7 Point Scale and my GPA

I live in NC and my school uses the 7 point grading system where A is 100-93 B is 92-85 C is 84-77 D is 76-70 F is 69-0. The unweighted GPA here is A-4 B-3 C-2 D-1 F-0. I see a lot of posts about calculating your “real” GPA and those scales are 10 point with plus/minus etc. I was wondering if there is a “real” GPA and if colleges here really use a 10 point scale for GPA. Cutting out my electives, my unweighted GPA at my school is 3.15, but using the 10 point scale my GPA would be 3.48. If any of this info helps, the transcripts from my school only show the percentages and not the letter grades. I’m also wanting to apply to Western Carolina, App. State, and UNC Asheville.

Colleges are used to recalculating GPAs all the time so you don’t have to worry. If you’re filling out a form/scholarship app which asks for a conversion to a 4.0 scale, your GC should be able to help you.

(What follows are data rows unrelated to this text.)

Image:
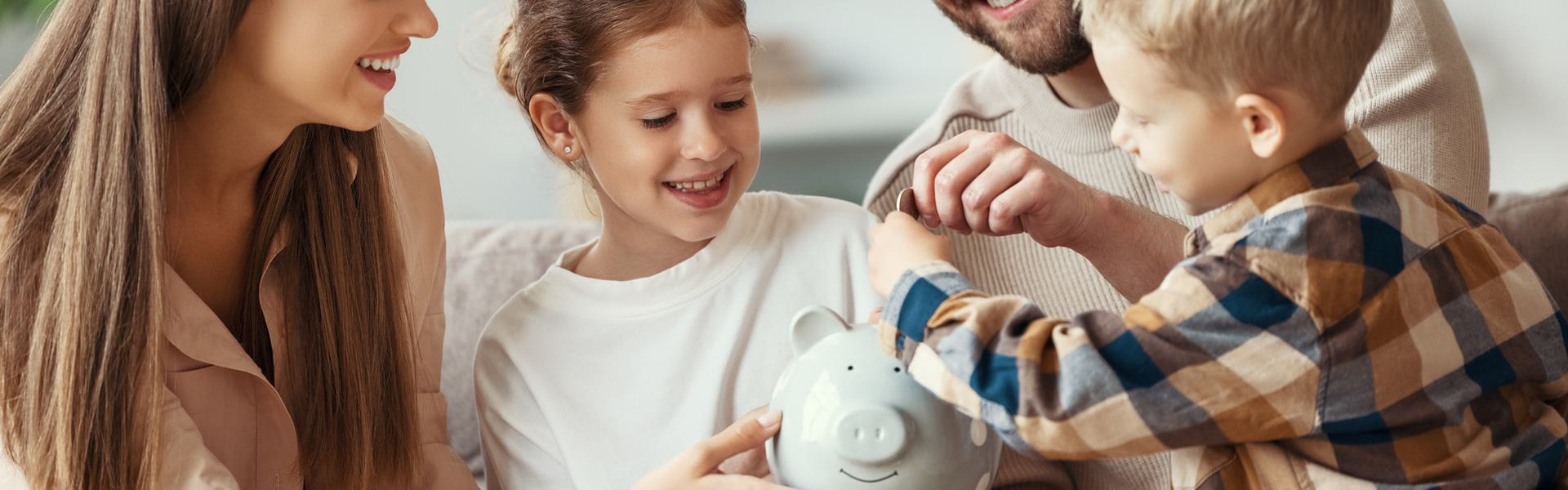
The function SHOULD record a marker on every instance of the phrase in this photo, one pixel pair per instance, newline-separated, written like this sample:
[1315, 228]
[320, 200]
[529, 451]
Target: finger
[951, 184]
[1007, 209]
[1007, 170]
[898, 220]
[739, 481]
[925, 168]
[739, 437]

Colleges will figure out your GPA on a consistent scale…
My daughter did 2 years at a 0-100 scale high school and 2 years at an IB school with a 1-7 point scale. Still have no idea what it is on a 4 point scale, but she got scholarship offers (except at our state flagship, so I emailed them more info to ask if perhaps she got overlooked for scholarships because her GPA was not entered. She did end up getting a scholarship offer.)

OP, your transcripts really won’t show your letter grades? That’s hard to believe when the system already has the percentages mapped to letter grades.

Most high school transcripts in my part of NYS don’t show letter grades either, but the High School Profiles I have seen all include a key showing the point spread for an A, A-, B+, B, B-, etc. The college will be able to convert scales if they wish to do so.

Yes they don’t! I was actually surprised to that most transcripts only show letter grades. I suppose no matter what it would be better to assume that my GPA is 3.15 and try to raise it up.